La China de Mao era muy distinta a la España de la época pero esa cualidad del cine como gran acontecimiento capaz de revolucionar la vida de un pueblo era muy parecida. A partir de la relación entre el desdichado padre y una huérfana que como él también está obsesionada con robar la película, el director de joyas del cine como Semilla de Cristantemo (1990) o La linterna roja (1991) entrega un filme modesto de producción y hermoso en el que se reivindica la imagen como forma de trascendencia en estos tiempos en los que ha perdido su cualidad mágica al proliferar de manera masiva con los móviles.
El director chino no ha podido viajar al País Vasco pero sí lo han hecho dos estrellones patrios como Penélope Cruz y Antonio Banderas para presentar la comedia Competencia oficial.
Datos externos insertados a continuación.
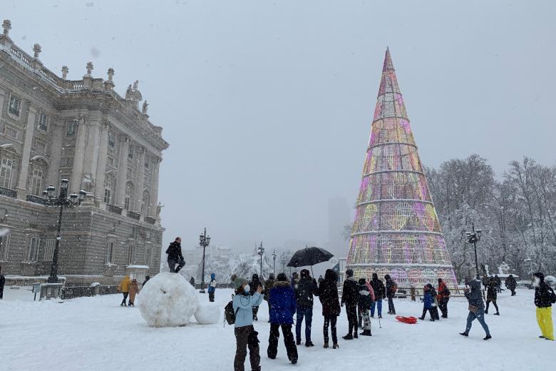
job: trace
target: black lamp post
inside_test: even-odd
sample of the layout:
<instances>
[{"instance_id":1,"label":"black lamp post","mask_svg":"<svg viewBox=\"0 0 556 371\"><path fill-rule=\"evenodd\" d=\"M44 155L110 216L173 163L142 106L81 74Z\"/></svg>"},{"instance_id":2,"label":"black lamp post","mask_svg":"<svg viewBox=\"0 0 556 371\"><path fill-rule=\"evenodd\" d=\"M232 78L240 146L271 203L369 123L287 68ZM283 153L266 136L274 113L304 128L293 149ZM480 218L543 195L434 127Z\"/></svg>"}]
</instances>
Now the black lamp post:
<instances>
[{"instance_id":1,"label":"black lamp post","mask_svg":"<svg viewBox=\"0 0 556 371\"><path fill-rule=\"evenodd\" d=\"M276 250L272 250L272 273L276 275Z\"/></svg>"},{"instance_id":2,"label":"black lamp post","mask_svg":"<svg viewBox=\"0 0 556 371\"><path fill-rule=\"evenodd\" d=\"M469 243L473 244L473 248L475 248L475 270L476 271L476 275L477 279L479 279L479 261L478 259L477 259L477 243L480 240L480 233L482 232L481 230L478 229L477 230L475 230L475 223L473 223L473 230L471 232L465 232L465 235L467 236L467 241Z\"/></svg>"},{"instance_id":3,"label":"black lamp post","mask_svg":"<svg viewBox=\"0 0 556 371\"><path fill-rule=\"evenodd\" d=\"M207 235L207 228L205 228L205 233L199 236L199 244L202 247L202 275L201 276L201 290L199 291L202 294L205 293L205 250L207 246L210 243L210 237Z\"/></svg>"},{"instance_id":4,"label":"black lamp post","mask_svg":"<svg viewBox=\"0 0 556 371\"><path fill-rule=\"evenodd\" d=\"M47 207L54 206L60 208L60 213L58 215L58 234L56 235L56 244L54 247L54 253L52 255L52 263L50 265L50 277L46 282L48 283L58 283L58 251L60 248L60 229L62 226L62 212L63 208L71 208L81 204L87 192L83 190L79 191L79 195L71 193L68 197L68 186L69 181L62 179L60 184L60 194L54 195L56 188L51 184L46 190L43 190L43 195L46 198L44 205Z\"/></svg>"},{"instance_id":5,"label":"black lamp post","mask_svg":"<svg viewBox=\"0 0 556 371\"><path fill-rule=\"evenodd\" d=\"M262 247L262 242L261 245L257 249L257 254L261 257L261 275L260 278L262 279L262 255L264 253L264 248Z\"/></svg>"}]
</instances>

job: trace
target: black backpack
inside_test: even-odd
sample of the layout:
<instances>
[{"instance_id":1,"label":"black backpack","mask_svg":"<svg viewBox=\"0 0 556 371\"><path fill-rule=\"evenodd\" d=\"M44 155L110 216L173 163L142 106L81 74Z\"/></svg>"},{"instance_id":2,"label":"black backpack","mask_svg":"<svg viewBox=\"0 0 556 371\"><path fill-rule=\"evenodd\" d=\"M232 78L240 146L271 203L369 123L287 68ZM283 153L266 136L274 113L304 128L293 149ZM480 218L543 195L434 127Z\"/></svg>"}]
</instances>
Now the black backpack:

Sus argentinos directores, Cohn y Duprat, conquistaron el mundo con otra sátira ambientada en el mundo de las celebridades como El ciudadano ilustre (2016), en la que reflejaban la tormentosa vuelta al hogar de un escritor laureado con el premio Nobel interpretado por Oscar Martínez. Aquí, el propio Martínez da vida a ese actor pagado de sí mismo y arrogante que desdeña de la “cultura de masas” y se enfrenta a una superestrella, interpretada por Antonio Banderas.
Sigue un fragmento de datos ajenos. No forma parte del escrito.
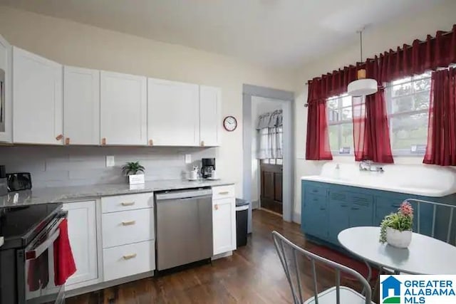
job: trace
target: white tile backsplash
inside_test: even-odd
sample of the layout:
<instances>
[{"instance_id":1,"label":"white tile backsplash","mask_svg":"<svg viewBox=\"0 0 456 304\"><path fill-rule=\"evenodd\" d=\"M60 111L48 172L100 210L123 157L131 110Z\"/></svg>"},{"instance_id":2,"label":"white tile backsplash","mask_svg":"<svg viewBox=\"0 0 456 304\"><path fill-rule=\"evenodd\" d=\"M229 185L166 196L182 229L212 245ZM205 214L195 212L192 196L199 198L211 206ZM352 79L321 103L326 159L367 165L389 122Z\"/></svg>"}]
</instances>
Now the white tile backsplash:
<instances>
[{"instance_id":1,"label":"white tile backsplash","mask_svg":"<svg viewBox=\"0 0 456 304\"><path fill-rule=\"evenodd\" d=\"M194 164L200 167L202 158L217 158L217 152L182 147L0 146L0 164L7 172L31 172L33 187L82 186L126 182L121 167L136 161L145 167L146 181L185 179ZM185 164L185 154L192 155L191 164ZM115 166L106 167L106 155L114 156Z\"/></svg>"}]
</instances>

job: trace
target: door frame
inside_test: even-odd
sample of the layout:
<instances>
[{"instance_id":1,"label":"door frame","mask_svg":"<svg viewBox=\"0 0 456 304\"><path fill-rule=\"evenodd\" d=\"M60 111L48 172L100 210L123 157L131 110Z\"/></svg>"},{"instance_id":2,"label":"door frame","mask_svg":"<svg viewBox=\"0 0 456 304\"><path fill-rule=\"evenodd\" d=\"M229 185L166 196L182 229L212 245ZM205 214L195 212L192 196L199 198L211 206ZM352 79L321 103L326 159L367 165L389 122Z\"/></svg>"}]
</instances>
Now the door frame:
<instances>
[{"instance_id":1,"label":"door frame","mask_svg":"<svg viewBox=\"0 0 456 304\"><path fill-rule=\"evenodd\" d=\"M294 206L294 158L293 157L294 136L292 127L294 121L292 113L294 93L247 84L244 84L242 86L242 191L244 199L248 201L252 201L252 142L253 140L252 129L256 120L256 117L252 117L252 96L275 99L282 104L284 116L282 218L284 221L292 221Z\"/></svg>"}]
</instances>

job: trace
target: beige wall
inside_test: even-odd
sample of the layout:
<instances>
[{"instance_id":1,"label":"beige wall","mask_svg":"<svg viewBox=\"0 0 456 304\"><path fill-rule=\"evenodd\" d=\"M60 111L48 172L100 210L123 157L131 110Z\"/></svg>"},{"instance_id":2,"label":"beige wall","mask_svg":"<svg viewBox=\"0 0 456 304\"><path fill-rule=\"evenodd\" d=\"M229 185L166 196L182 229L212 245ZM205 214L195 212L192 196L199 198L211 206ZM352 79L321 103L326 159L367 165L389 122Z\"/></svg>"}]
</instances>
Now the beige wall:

La trama arranca cuando un rico industrial decide producir una película “de prestigio” para que su nombre se asocie en la posteridad con las artes. Para ello, paga una fortuna por los derechos de la novela de un escritor galardonado con el Nobel y contrata a una directora de prestigio que ha ganado la Palma de Oro en Cannes, a la que da vida Penélope Cruz. La mayor parte del filme se centra en las nueve jornadas de ensayos que comparten la cineasta y sus actores en una casa de diseño que transmite frialdad y extrañeza.
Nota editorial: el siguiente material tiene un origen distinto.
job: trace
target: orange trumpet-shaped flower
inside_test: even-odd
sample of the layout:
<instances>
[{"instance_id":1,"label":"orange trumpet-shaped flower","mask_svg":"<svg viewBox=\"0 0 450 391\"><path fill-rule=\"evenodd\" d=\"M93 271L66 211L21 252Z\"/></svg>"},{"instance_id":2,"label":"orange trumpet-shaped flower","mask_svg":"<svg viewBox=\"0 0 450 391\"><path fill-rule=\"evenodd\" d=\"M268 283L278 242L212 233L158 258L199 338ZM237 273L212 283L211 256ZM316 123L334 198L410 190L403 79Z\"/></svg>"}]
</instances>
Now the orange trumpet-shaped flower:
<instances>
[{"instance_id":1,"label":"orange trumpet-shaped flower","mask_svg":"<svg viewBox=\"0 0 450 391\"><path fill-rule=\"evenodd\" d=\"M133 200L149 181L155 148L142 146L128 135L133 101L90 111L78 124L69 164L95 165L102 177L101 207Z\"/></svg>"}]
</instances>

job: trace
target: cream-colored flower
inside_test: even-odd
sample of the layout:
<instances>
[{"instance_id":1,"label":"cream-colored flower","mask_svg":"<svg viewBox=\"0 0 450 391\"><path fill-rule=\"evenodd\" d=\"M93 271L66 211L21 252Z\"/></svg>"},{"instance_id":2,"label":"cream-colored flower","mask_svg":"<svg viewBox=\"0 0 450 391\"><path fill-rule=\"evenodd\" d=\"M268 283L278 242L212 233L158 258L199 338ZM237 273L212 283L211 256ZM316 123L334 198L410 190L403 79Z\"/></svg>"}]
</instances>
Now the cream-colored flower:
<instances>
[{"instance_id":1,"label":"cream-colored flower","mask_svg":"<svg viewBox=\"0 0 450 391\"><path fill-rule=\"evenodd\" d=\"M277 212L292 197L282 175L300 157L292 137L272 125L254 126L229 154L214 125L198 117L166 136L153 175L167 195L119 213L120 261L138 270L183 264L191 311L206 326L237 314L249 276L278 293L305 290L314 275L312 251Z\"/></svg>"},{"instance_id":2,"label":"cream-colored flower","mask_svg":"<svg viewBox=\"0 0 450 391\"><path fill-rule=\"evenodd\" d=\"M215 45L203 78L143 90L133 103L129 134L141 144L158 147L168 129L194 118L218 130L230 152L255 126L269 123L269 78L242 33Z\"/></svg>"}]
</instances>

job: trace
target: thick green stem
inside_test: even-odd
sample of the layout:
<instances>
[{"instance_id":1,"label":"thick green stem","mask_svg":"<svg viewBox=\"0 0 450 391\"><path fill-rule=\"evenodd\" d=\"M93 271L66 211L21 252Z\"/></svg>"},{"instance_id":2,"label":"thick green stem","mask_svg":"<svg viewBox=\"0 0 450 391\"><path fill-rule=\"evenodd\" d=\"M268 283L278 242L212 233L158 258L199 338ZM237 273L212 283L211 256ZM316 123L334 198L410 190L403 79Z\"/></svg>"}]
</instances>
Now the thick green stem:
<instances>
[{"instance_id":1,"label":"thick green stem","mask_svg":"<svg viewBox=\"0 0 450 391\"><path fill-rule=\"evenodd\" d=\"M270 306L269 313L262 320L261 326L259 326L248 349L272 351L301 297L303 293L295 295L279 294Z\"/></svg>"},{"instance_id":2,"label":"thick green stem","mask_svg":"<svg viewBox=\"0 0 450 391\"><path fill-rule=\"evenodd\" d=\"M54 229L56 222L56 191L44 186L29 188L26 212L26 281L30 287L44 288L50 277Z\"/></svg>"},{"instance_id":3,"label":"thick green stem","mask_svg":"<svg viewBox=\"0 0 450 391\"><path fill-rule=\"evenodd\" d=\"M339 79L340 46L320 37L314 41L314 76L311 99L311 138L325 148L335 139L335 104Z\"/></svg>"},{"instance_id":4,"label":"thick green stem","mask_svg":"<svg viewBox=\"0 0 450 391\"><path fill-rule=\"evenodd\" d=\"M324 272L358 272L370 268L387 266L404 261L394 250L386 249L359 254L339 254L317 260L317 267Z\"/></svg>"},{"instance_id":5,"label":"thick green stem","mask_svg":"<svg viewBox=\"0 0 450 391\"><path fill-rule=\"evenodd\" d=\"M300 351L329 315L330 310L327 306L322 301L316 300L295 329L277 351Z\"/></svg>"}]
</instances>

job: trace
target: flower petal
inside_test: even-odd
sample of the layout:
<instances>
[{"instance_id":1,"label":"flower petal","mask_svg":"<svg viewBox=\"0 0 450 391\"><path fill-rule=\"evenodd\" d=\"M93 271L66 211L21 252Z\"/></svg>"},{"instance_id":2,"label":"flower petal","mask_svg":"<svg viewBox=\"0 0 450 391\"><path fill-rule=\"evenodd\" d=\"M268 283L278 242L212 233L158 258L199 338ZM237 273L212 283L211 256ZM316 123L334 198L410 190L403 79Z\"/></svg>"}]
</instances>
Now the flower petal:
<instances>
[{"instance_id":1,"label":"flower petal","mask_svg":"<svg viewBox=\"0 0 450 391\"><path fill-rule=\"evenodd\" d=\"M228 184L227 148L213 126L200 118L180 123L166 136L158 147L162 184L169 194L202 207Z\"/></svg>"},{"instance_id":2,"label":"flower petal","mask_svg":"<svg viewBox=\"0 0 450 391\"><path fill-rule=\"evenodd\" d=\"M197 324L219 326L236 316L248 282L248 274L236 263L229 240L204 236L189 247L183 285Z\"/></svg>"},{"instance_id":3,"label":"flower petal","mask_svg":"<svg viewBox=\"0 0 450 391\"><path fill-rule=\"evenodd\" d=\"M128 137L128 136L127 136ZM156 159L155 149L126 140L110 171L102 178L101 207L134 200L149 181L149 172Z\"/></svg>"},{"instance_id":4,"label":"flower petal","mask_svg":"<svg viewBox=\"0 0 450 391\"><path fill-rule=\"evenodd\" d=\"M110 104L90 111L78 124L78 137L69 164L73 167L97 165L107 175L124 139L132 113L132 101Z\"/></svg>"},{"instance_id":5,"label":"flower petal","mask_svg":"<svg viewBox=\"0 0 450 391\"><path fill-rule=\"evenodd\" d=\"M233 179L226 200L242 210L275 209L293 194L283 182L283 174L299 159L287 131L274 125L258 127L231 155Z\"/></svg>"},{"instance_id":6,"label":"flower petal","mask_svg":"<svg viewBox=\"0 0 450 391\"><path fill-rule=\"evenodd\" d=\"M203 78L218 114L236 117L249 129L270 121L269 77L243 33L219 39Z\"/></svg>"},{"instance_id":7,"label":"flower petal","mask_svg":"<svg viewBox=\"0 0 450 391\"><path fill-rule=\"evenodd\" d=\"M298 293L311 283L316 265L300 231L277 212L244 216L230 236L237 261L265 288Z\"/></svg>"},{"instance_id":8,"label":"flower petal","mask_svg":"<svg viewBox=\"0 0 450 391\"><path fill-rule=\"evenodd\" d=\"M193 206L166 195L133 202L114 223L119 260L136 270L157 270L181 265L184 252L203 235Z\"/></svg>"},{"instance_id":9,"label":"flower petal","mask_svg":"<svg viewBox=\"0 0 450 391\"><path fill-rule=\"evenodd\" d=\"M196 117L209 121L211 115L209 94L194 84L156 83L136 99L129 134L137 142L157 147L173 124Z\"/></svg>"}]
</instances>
Rivalidad se llama la obra literaria que sirve como base a la futura película y es precisamente esa rivalidad entre los intérpretes la que da sustento a un filme en el que se parodian los egos y las rutinas del mundo del cine. Banderas se pasa la vida acumulando una novia joven detrás de la otra y discutiendo por su casa en Saint Tropez con su ex mientras el personaje de Martínez escucha música experimental con su misma mujer desde hace treinta años, una escritora de libros infantiles anticapitalistas. Dos formas de entender el mundo y la profesión que colisionan bajo la atenta mirada de esa Cruz en modo intelectual que acierta al no rizar el rizo con su personaje.
Es una película extraña y casi teatral en la que los directores se burlan desde la costumbre de los astros de comer vegano y sin calorías hasta las diatribas puretas de Martínez. Hay algunos gags más logrados que otros en un filme que también reflexiona sobre la idea de la propia interpretación en un juego en el que todos engañan a todos. Deja una sensación rara, un tanto agridulce, es una película seca y rocosa que detrás de sus momentos jocosos esconde una visión sombría de la profesión y el propio ser humano.